Interview : Comment s'adapter au nouveau modèle de la Supply Chain ?

22 octobre 2021 | Monde

Retrouvez l'interview complète de Loïc Benattar, VP Asia-Pacific, donnée à la Chambre de Commerce Française de Singapour. Mr Benattar passe en revue la crise actuelle du fret et présente ses recommandations pour faire face à ce marché perturbé.

Interview : Comment s'adapter au nouveau modèle de la Supply Chain ?

2021 est une année pleine de défis pour le secteur international du transport et de la logistique. La pandémie de COVID a transformé la façon dont la chaîne d'approvisionnement est gérée. Quelle est la situation actuelle et comment va-t-elle évoluer ? Quelle approche les négociants internationaux doivent-ils adopter pour la planification de leur chaîne d'approvisionnement ?

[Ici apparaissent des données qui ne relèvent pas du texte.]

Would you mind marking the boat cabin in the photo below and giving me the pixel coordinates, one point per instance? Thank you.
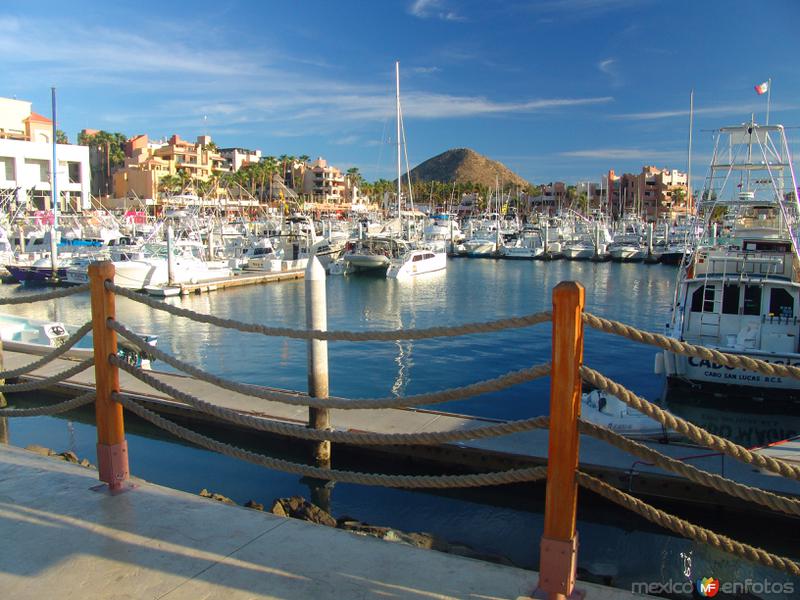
(742, 314)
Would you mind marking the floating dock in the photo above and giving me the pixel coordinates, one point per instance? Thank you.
(529, 448)
(157, 543)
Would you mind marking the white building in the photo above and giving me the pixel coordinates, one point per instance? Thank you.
(324, 182)
(25, 173)
(26, 157)
(238, 157)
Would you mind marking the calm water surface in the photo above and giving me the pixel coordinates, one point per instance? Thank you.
(614, 543)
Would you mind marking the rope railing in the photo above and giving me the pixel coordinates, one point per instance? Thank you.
(384, 480)
(50, 357)
(298, 399)
(775, 502)
(685, 528)
(349, 336)
(53, 409)
(48, 381)
(693, 432)
(739, 361)
(363, 438)
(62, 293)
(566, 372)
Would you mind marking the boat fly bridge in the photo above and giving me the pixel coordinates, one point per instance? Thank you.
(739, 291)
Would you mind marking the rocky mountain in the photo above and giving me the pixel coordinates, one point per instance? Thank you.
(462, 165)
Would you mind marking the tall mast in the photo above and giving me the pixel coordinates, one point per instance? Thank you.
(53, 186)
(689, 202)
(54, 194)
(399, 166)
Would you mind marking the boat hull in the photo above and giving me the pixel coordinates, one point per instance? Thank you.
(701, 374)
(398, 270)
(366, 262)
(29, 274)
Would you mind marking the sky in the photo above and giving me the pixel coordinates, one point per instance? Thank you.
(555, 89)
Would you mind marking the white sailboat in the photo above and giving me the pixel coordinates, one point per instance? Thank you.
(739, 292)
(415, 260)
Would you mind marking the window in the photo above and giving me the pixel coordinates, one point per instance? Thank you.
(703, 299)
(7, 168)
(708, 299)
(74, 170)
(781, 303)
(730, 300)
(752, 300)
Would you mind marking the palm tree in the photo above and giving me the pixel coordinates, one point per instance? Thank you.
(168, 184)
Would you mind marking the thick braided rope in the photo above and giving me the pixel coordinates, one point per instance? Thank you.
(671, 344)
(730, 487)
(350, 336)
(48, 381)
(363, 438)
(53, 409)
(696, 434)
(448, 395)
(686, 529)
(62, 349)
(45, 295)
(395, 481)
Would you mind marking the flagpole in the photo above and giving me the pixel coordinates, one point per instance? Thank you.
(769, 92)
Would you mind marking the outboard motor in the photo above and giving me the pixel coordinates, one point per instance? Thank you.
(55, 334)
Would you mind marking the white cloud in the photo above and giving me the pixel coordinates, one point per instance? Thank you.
(606, 66)
(743, 110)
(176, 80)
(433, 9)
(424, 70)
(643, 155)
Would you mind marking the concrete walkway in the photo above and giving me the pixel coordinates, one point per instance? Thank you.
(597, 457)
(62, 540)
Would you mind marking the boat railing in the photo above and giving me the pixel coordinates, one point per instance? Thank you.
(563, 477)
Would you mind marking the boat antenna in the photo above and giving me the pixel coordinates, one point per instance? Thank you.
(689, 201)
(54, 192)
(399, 166)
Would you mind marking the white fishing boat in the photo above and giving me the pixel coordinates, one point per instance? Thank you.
(627, 251)
(417, 262)
(739, 292)
(372, 254)
(529, 245)
(482, 244)
(149, 267)
(33, 336)
(609, 411)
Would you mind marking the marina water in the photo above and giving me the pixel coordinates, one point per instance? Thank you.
(614, 543)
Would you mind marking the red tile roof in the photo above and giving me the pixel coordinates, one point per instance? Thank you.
(37, 117)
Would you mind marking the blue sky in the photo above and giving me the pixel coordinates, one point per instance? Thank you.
(555, 89)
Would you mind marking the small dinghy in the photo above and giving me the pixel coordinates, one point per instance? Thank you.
(609, 411)
(33, 336)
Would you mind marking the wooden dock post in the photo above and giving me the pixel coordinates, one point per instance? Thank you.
(112, 449)
(317, 318)
(170, 255)
(3, 403)
(559, 544)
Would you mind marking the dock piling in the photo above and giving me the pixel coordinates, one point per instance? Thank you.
(3, 403)
(112, 449)
(559, 544)
(170, 255)
(317, 319)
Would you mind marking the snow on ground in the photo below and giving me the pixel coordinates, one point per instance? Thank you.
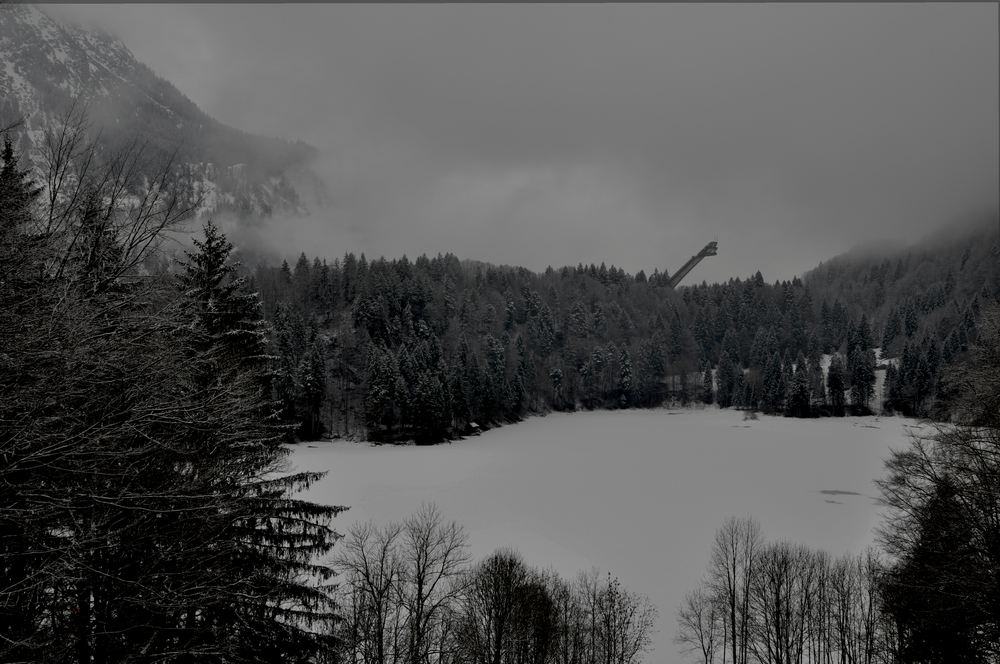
(636, 493)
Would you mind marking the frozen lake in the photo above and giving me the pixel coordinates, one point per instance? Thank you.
(637, 493)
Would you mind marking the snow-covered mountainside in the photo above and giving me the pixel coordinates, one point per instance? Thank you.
(46, 64)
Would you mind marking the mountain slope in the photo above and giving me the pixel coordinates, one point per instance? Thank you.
(46, 64)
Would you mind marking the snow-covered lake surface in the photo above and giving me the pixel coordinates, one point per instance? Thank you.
(638, 493)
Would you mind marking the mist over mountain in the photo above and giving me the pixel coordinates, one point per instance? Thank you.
(49, 64)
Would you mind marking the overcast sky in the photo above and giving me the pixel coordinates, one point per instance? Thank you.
(626, 134)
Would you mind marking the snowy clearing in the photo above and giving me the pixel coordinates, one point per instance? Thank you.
(637, 493)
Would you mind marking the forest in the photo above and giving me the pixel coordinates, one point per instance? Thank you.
(435, 348)
(147, 514)
(928, 592)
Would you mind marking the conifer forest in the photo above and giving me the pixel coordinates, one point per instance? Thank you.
(147, 404)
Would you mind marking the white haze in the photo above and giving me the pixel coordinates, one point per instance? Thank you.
(540, 135)
(638, 494)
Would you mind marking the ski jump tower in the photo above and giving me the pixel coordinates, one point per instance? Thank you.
(711, 249)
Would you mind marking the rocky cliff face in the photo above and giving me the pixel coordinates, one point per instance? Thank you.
(45, 65)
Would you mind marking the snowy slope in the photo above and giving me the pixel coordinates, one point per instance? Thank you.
(45, 64)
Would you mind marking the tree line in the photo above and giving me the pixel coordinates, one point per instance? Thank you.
(929, 593)
(146, 513)
(408, 594)
(435, 348)
(146, 510)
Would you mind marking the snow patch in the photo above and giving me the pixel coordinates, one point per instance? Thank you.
(637, 493)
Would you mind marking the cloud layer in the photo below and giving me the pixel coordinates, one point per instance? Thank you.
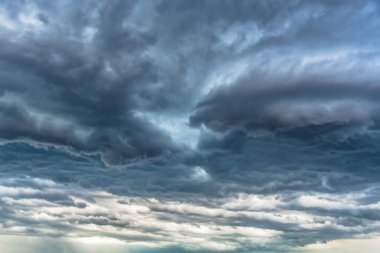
(189, 125)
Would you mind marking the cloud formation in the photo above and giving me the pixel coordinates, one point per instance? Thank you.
(182, 126)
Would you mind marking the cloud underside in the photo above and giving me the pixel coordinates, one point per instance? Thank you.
(190, 125)
(43, 208)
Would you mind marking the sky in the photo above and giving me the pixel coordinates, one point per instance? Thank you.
(178, 126)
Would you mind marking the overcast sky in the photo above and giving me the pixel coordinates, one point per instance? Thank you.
(189, 126)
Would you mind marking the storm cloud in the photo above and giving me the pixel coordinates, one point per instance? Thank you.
(189, 126)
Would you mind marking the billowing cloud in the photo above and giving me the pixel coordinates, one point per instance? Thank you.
(189, 126)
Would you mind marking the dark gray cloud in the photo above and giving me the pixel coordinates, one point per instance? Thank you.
(245, 125)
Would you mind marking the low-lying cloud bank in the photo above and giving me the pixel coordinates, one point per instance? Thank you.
(190, 125)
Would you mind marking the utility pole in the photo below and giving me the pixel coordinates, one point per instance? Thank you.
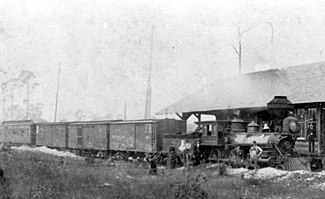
(57, 93)
(148, 95)
(125, 110)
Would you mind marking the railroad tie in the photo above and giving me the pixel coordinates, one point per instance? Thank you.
(294, 164)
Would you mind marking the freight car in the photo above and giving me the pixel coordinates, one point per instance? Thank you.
(143, 136)
(18, 132)
(53, 135)
(101, 138)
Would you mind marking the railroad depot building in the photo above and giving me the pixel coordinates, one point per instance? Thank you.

Pour répondre à ces questions, Loïc Benattar, Vice-Président Asie-Pacifique du Groupe Bansard International, a été invité par la Chambre de Commerce Française de Singapour (FCCS)  pour partager son point de vue dans leur magazine FOCUS Special Supply chain, issue 76. Retrouvez ci-dessous le contenu complet de l'interview.

 

COMMENT S'ADAPTER AU NOUVEAU MODELE DE LA SUPPLY CHAIN
 

Pour évaluer l'impact de la Covid-19 sur la chaîne d'approvisionnement mondiale, vous pouvez imaginer le drame que représente l'annonce à vos enfants que leurs jouets préférés sont en rupture de stock et qu'ils ne pourront pas les obtenir avant Noël.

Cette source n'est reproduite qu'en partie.